Lumayan juga karena biasanya ia bisa mendakatkan 30 hingga
40 orang. Ia juga akan mendapat uang 100 ribu rupiah dari suaranya sendiri. Kalau
sedang banyak orang yang berhasil ia ajak, maka ia bisa mengantongi 500 ribu rupiah.
Lumayan kan?
Tugasnya adalah mengumpulkan fotokopi KTP atau foto KTP. Identitas
diri ini sebagai bukti pengikat bahwa mereka yang mendapatkan uang akan
mencoblos caleg yang bersangkutan. Dulu, saat pileg 2014 kalau tak salah,
pengumpulan KTP ini tak dilakukan. Alhasil banyak caleg yang suaranya di bawah
ekspektasi padahal sudah keluar uang banyak.

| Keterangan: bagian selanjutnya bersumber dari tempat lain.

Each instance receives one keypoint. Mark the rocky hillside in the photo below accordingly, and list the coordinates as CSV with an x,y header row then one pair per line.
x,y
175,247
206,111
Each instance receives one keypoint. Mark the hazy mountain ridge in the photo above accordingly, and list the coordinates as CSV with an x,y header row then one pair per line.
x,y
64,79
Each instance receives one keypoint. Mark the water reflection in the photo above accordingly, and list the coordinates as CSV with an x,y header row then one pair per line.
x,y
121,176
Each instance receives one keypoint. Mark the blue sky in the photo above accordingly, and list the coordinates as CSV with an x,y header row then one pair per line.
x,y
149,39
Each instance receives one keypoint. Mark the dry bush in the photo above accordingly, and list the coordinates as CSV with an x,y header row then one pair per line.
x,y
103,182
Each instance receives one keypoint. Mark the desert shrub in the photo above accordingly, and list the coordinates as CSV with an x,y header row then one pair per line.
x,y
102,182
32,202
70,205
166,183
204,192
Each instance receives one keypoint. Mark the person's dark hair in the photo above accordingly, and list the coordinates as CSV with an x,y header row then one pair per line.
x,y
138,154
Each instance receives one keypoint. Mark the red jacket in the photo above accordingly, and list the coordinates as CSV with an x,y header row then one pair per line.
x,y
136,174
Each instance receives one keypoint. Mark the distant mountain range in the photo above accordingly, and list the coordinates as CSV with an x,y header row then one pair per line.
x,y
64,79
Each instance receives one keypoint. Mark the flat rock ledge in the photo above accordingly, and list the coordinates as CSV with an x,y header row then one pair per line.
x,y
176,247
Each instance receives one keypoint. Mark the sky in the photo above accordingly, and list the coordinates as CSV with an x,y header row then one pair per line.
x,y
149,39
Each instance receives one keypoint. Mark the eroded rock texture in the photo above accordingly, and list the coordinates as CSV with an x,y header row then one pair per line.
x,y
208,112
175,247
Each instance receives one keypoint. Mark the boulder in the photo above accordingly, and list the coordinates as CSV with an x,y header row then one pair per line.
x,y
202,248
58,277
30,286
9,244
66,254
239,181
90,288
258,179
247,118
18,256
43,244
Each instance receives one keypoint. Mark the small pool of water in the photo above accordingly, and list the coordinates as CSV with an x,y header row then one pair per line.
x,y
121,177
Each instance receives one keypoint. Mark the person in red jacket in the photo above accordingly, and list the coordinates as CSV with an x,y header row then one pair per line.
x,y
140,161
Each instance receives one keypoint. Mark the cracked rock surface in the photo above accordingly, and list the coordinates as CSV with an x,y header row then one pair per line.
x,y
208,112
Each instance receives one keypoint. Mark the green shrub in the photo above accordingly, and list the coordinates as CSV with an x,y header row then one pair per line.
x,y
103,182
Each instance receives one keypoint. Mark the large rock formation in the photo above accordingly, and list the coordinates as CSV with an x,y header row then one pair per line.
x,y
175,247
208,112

Sebelum 2014, modelnya bukan uang tetapi pemberian barang
tertentu. Ada caleg yang memberikan seragam bagi ibu pengajian dan baju koko
bagi bapak-bapak. Mulanya ia berhasil tetapi lama-lama ia kalah dengan caleg
yang memberikan uang. Bisa jadi, warga lebih butuh uang tunai dibandingkan
barang.
Masalahnya, ada beberapa orang yang curang. Ia bercabang di
banyak caleg. Artinya, ia rela mengumpulkan KTP dan mendapat uang dari beberapa
caleg. Awalnya sih tak masalah tapi akhirnya ia ketahuan. Orang semacam ini biasanya
akan di-black list oleh PIC tadi karena setiap PIC biasanya sudah memiliki
pangsa pasar sendiri. Semisal di RT 1 milik caleg ini, di RT 2 milik caleg ini,
dst.
Namun, keruwetan terjadi malah dari calegnya sendiri. Beberapa
waktu lalu, saya mendengar ada caleg yang sudah menjanjikan akan memberi uang
100 ribu. PIC sudah mengumpulkan KTP dari banyak warga. Hingga H-1 pencoblosan,
ia tak kunjung muncul dan memberi kabar tidak jadi memberi uang karena dilarang
partainya. Alhasil, mereka yang sudah mengumpulkan KTP pun resah dan akhirnya
memutuskan untuk memilih caleg lain yang tiba-tiba datang memberi uang. Saat penghitungan
suara pun caleg yang baru memberikan uang ini berhasil meraup banyak suara.
Saya sendiri sempat diiming-imingi memberi suara saya. Namun,
tentu saya tolak. Saya masih punya hati nurani dan mengedepankan kejujuran. Lebih
baik saya tetap mengirim DM ke caleg yang saya anggap potensial. Jika ada yang
bisa menjawab pertanyaan saya, maka akan saya pilih. Untung saja semua caleg yang
saya pilih kemarin membalas DM saya. Walau jawabannya tidak memuaskan penuh,
tetapi komitmen mereka saya hargai dan akhirnya saya pilih.
Di balik kisah ini, memang demokrasi kita sudah seburuk ini.
Segala hal yang tidak baik dan tidak layak malah dibuat penormalan. Wong dari
atas saja sudah bobrok apalagi yang bawah.